Haskell for all: Forward and reverse proxies explained

proxy

This post explains what is the difference between a forward proxy and a reverse proxy. This post will likely be most useful for:

engineers designing on-premises enterprise software to forward traffic in restrictive networking environments
authors of forward and reverse proxy packages / frameworks
people who want to learn more about networking in general

I’m writing this mainly because I had to puzzle through all of this when I was designing part of our product’s network architecture at work and I frequently explain what I learned to my coworkers. Most of the existing explanations of proxies were not helpful to me when I learned this for the first time, so I figured I would try to explain things in my own words so that I can reference this post when teaching others.

This post will not touch upon the use cases for forward and reverse proxies and instead will mostly focus on the architectural differences between them. If you are interested in learning more about how they are used in practice then I recommend reading the Wikipedia article on proxies:

Wikipedia - Proxy server

Also, this post assumes some familiarity with the HTTP and HTTPS protocols.

The difference

The simplest difference between the two types of proxies is that:

A reverse proxy is a proxy where the proxy selects the origin server
A forward proxy is a proxy where the client selects the origin server

… and “origin server” means the server where the HTTP resource originates from that the proxy forwards the HTTP request to.

There are a few alternative definitions for forward proxy and reverse proxy, but in my experience the above definitions promote the correct intuition.

`curl` examples

I sometimes explain the difference between forward and reverse proxies in terms of curl commands.

For example, if I host a reverse proxy at reverse.example.com that forwards requests to google.com, then a sample HTTP request going through the reverse proxy might look like the following curl command:

$ curl https://reverse.example.com

In a reverse proxy, the client (e.g. curl) does not select the origin server (e.g. google.com).
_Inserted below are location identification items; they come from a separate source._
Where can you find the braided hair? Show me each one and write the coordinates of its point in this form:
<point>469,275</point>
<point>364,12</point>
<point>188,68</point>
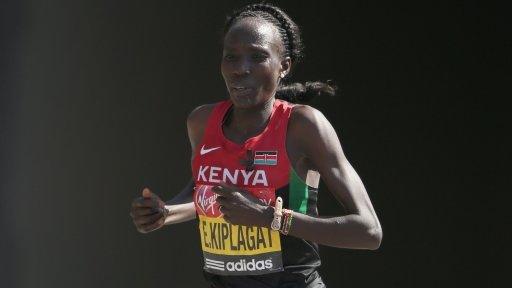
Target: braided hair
<point>290,36</point>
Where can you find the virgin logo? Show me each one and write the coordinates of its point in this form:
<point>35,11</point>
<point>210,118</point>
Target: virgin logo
<point>205,200</point>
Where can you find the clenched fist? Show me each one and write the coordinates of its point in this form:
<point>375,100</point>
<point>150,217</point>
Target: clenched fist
<point>148,212</point>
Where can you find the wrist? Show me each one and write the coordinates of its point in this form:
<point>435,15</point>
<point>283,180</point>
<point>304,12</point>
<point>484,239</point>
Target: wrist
<point>268,216</point>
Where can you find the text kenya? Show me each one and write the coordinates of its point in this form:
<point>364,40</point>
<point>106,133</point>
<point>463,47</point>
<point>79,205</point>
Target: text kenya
<point>216,175</point>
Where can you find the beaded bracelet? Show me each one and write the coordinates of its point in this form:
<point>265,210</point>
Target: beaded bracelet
<point>286,221</point>
<point>278,213</point>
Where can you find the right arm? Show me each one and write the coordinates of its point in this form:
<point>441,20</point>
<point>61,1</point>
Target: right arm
<point>148,211</point>
<point>181,207</point>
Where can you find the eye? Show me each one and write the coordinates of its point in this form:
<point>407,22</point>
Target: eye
<point>259,57</point>
<point>229,57</point>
In this particular example the origin server is hard-coded into the reverse proxy and there would be no way for the client to specify that the HTTP request should be forwarded to github.com instead.

The data flow for such a request looks something like this:

┌──────────────────────────────────┐
│                                  │
│            google.com            │
│                                  │
└──────────────────────────────────┘
         ↑                ↓
 "GET / HTTP/1.1" "HTTP/1.1 200 OK"
         ↑                ↓
┌──────────────────────────────────┐
│                                  │
│        reverse.example.com       │
│                                  │
└──────────────────────────────────┘
         ↑                ↓
 "GET / HTTP/1.1" "HTTP/1.1 200 OK"
         ↑                ↓
┌──────────────────────────────────┐
│                                  │
│               curl               │
│                                  │
└──────────────────────────────────┘

In other words:

The client (e.g. curl) sends an HTTP request to the reverse proxy
The proxy (e.g. reverse.example.com) forwards the HTTP request to the origin server
The origin server (e.g. google.com) responds to the HTTP request
The proxy forwards the HTTP response back to the client

Now suppose that I host a forward proxy at forward.example.com. A sample HTTP request destined for google.com going through the forward proxy might look like this:

$ curl --proxy https://forward.example.com https://google.com

In a forward proxy, the client (e.g. curl) selects the origin server (e.g. google.com) and could have potentially selected a different origin server, such as github.com, like this:

$ curl --proxy https://forward.example.com https://github.com

… and then the forward proxy would forward the request to github.com instead¹.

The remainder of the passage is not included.